• Bienvenue dans la « société free-lance »

    Les technologies numériques transforment un nombre croissant de bons emplois en minables petits boulots en ligne. Mais une autre voie est possible

    Au cours des dernières décennies, les travailleurs de France, d’Allemagne, des Etats-Unis, du Royaume-Uni et d’autres pays développés ont été les plus productifs et les plus riches du monde. Aujourd’hui, cette prospérité est menacée. D’où vient le danger ? Des hordes de migrants qui débarquent sur nos côtes ? Des concurrents étrangers de nos entreprises nationales ? Ni l’un ni l’autre : ce danger est auto-infligé.

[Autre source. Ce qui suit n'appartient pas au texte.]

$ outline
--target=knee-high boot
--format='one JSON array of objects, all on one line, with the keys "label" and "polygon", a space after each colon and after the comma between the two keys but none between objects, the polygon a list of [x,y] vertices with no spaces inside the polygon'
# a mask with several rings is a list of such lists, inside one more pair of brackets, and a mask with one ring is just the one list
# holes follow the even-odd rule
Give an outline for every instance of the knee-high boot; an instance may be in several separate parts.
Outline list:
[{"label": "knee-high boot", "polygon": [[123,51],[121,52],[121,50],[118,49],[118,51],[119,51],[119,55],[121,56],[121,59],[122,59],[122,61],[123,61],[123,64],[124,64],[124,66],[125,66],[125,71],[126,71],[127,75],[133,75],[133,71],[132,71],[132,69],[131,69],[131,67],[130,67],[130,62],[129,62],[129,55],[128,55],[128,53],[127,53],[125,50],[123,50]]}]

    Durant la timide reprise économique, près d’un emploi créé aux Etats-Unis sur cinq a été un emploi temporaire, et près de la moitié sont rémunérés à des salaires à peine supérieurs au salaire minimum. Alors que les profits des entreprises atteignent un niveau historique – et qu’une bonne partie de ces profits est mise à l’abri dans des paradis fiscaux –, les trois quarts des Américains parviennent tout juste à joindre les deux bouts et ne possèdent que très peu d’épargne pour faire face à une éventuelle perte d’emploi.

    Un mélange de technologie façon Silicon Valley et d’investissement à la Wall Street impose aux Américains la dernière tendance : la soi-disant « économie du partage », avec des entreprises comme Uber, Upwork, Airbnb, Instacart et TaskRabbit, censées « libérer les travailleurs » pour leur permettre de devenir des « entrepreneurs indépendants » et être « leur propre patron ». En réalité, les travailleurs se vendent pour décrocher des emplois à temps partiel toujours plus fragmentaires, sans aucune protection sociale ni aucune assurance sur la pérennité de leur emploi, tandis que lesdites compagnies amassent de substantiels profits.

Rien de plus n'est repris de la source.